Amazon road spells disaster for Indians 16 March 2012

The proposed road threatens some of the world's last uncontacted tribes in Brazil and Peru.
The proposed road threatens some of the world's last uncontacted tribes in Brazil and Peru.
© Survival

Peru’s largest protected area is on the verge of being invaded by a road, which threatens to destroy the lives of thousands of indigenous people.

The proposed project would cut through two indigenous reserves and a national park, exposing thousands of Indians to the risks of drug trafficking, illegal logging and unwanted contact.

It would also place some of the world’s last uncontacted tribes, who live in the government-protected area, in direct and immediate danger.

Politicians are now debating the issue, which supporters say will open up for economic ‘development’ parts of the Amazon that are currently isolated.

Fr. Miguel Piovesan, a Catholic priest from the small town of Puerto Esperanza is at the forefront of the project.

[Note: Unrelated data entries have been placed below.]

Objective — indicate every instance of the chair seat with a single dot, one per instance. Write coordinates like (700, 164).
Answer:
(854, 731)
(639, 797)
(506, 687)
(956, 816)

He wants his town, which borders west Brazil, to have better transport links to the town of Iñapari, which lies further south.

However, indigenous organizations in the region are against the plans, and calls are growing for Peru’s Congress to investigate the priest’s motives.

Of the 3,200 people in the area, 80 per cent are indigenous.

A Cashinahua girl in Peru's Purus area. She's one of thousands of Indians in danger.
A Cashinahua girl in Peru's Purus area. She's one of thousands of Indians in danger.
© David Hill/Survival

AIDESEP, Peru’s national organization for indigenous peoples says, ‘The road, far from solving the supposed isolation of the province, would only bring degradation and destruction.’

Similarly, Flora Rodriguez from local indigenous organization FECONAPU says, ‘The road is not development. It is creating division. The road has no purpose for us, it would bring death, because the forest is life.’

Survival’s Director Stephen Corry said today, ‘This project not only endangers the lives of thousands of indigenous people, but makes a mockery of Peru’s laws. If it goes ahead without consulting the indigenous peoples, one of the most important parts of the Amazon for isolated and uncontacted Indians will be devastated.’